La delegación, compuesta por diputados nacionales y legisladores porteños de diversas corrientes políticas, incluyó representantes del peronismo y la izquierda, además de dirigentes sindicales. Su llegada a Bolivia, programada para el 15 de junio de 2026, tenía como objetivo documentar la situación de los derechos humanos en el marco de las protestas contra el presidente Rodrigo Paz. Sin embargo, a su arribo, las autoridades bolivianas retuvieron sus documentos y decidieron redirigirlos hacia Santa Cruz de la Sierra, desde donde finalmente fueron repatriados a Argentina.

El ambiente en Bolivia es tenso y polarizado, dividido entre quienes apoyan los bloqueos de caminos impulsados por campesinos del altiplano y cocaleros afines a Evo Morales, y aquellos que ven estas medidas como un obstáculo para su vida cotidiana, privándolos de alimentos, combustible y medicamentos desde hace semanas. Este conflicto ha creado un ambiente de creciente frustración y desesperación entre la población, lo que se evidenció en la reacción de los pasajeros en el avión.

El diputado Juan Marino, miembro de Unión por la Patria, confirmó la situación a través de su cuenta en la red X, comunicando que no se les permitió ingresar a Bolivia y que estaban regresando a Argentina. Marino había argumentado que el objetivo del viaje era humanitario, aunque el canciller argentino, Pablo Quirno, descalificó esta categoría como “autoproclamada” en el contexto de la misión de la delegación.

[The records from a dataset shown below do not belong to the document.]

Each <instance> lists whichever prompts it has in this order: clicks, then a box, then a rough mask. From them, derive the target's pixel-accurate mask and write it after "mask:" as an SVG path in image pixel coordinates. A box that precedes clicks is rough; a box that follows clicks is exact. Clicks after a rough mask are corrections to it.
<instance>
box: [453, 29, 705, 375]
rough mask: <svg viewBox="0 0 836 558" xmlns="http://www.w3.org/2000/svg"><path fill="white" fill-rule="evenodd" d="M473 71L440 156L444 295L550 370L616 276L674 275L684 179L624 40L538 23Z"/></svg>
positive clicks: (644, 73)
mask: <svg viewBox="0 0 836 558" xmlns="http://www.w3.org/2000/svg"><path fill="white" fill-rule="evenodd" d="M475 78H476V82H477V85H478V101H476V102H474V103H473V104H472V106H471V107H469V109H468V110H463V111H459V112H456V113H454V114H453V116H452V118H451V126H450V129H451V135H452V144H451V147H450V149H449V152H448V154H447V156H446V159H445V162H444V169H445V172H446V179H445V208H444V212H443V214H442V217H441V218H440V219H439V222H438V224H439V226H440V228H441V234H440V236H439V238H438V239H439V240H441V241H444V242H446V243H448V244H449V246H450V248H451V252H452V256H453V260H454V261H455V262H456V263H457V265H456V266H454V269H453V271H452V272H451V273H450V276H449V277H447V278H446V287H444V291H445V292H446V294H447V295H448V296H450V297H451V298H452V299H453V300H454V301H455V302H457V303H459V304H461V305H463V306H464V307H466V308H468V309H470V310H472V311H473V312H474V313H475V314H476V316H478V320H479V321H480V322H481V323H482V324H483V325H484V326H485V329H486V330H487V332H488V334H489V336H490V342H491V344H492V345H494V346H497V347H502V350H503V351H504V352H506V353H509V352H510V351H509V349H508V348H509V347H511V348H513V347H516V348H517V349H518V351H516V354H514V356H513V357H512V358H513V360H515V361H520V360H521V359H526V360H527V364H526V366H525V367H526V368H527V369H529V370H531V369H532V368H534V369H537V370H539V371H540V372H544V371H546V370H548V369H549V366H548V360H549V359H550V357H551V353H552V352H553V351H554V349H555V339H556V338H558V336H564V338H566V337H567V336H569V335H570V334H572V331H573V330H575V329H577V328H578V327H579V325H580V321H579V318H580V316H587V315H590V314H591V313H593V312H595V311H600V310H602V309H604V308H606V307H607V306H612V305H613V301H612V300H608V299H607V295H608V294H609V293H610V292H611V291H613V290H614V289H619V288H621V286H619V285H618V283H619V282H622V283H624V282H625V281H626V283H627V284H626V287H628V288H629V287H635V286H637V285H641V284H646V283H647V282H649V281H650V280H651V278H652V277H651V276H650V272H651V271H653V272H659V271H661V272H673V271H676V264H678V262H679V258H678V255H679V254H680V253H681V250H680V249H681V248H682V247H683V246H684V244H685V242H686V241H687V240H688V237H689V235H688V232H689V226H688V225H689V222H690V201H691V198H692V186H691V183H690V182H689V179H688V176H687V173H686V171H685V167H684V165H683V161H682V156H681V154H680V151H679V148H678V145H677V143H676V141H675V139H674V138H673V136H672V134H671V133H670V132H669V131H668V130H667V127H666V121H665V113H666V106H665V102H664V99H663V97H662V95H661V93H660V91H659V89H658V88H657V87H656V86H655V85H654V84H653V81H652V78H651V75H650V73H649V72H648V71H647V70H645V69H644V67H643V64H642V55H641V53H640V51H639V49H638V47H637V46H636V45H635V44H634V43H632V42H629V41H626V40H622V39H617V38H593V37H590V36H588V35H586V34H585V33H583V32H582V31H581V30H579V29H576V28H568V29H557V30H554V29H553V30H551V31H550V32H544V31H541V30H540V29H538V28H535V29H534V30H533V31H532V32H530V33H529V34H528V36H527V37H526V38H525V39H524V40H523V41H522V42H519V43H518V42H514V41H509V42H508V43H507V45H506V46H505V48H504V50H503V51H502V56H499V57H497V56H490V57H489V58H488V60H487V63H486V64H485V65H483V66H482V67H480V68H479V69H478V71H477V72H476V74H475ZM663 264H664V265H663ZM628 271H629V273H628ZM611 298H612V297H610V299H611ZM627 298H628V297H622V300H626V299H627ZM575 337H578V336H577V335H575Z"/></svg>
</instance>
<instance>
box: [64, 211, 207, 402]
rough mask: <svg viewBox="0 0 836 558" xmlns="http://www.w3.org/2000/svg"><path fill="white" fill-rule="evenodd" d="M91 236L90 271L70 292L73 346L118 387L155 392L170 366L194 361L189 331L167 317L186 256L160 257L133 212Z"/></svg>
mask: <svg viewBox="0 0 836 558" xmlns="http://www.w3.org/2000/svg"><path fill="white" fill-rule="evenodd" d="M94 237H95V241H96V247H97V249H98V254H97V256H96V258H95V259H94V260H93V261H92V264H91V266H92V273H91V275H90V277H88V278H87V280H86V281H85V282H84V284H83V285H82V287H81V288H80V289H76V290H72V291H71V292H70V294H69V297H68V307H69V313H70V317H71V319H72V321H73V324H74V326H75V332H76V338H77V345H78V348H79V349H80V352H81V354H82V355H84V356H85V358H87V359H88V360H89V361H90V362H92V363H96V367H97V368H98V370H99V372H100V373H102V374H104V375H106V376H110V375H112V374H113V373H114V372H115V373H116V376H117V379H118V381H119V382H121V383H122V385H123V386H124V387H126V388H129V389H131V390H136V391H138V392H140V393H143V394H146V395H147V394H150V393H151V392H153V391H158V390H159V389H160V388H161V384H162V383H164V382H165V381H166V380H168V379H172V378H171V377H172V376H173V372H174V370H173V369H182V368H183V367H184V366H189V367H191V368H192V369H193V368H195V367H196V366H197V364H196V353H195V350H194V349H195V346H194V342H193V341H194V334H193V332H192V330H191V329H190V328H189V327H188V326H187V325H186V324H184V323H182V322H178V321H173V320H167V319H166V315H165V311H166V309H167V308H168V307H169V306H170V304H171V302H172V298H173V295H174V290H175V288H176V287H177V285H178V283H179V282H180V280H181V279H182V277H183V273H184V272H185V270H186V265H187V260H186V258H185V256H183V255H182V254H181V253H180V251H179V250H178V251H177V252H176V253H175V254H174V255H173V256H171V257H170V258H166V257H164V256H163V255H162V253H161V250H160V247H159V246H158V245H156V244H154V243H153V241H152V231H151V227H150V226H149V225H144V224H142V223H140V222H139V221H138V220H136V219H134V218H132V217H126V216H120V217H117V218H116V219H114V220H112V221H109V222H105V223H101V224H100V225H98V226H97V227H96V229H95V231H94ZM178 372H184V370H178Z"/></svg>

Desde el Ministerio de Relaciones Exteriores de Argentina, se emitió un comunicado que ratificó la decisión de las autoridades bolivianas de expulsar a la delegación. Quirno explicó que se detectaron discrepancias entre las condiciones bajo las cuales se solicitó el ingreso y las actividades que realmente pretendían llevar a cabo, lo que llevó a las autoridades bolivianas a ejercer su soberanía y prohibir la entrada del grupo.

Este incidente ocurre en un momento de crisis social aguda en Bolivia, en la que los cortes de carretera se han intensificado, afectando notablemente el suministro de productos esenciales. Los bloqueos, que se concentran en el altiplano y el valle central de Cochabamba, han desencadenado un desabastecimiento que afecta gravemente a La Paz, donde las vías de acceso han permanecido cerradas. Según informes, al menos un conductor de transporte pesado ha fallecido tras quedar varado durante más de un mes, lo que ha sido denunciado por los choferes como una situación crítica.

A raíz de estos bloqueos, actualmente se contabilizan 52 puntos de cortes de caminos en todo el país, siendo La Paz el departamento más afectado con 20 bloqueos. Le siguen Cochabamba con 13, Oruro con 12, Potosí con 6 y Santa Cruz con 1. Este conflicto, que se desató hace 47 días, continúa generando un clima de incertidumbre y tensión en la nación andina, donde las demandas sociales y políticas parecen chocar con un estado de crisis que no encuentra solución inmediata.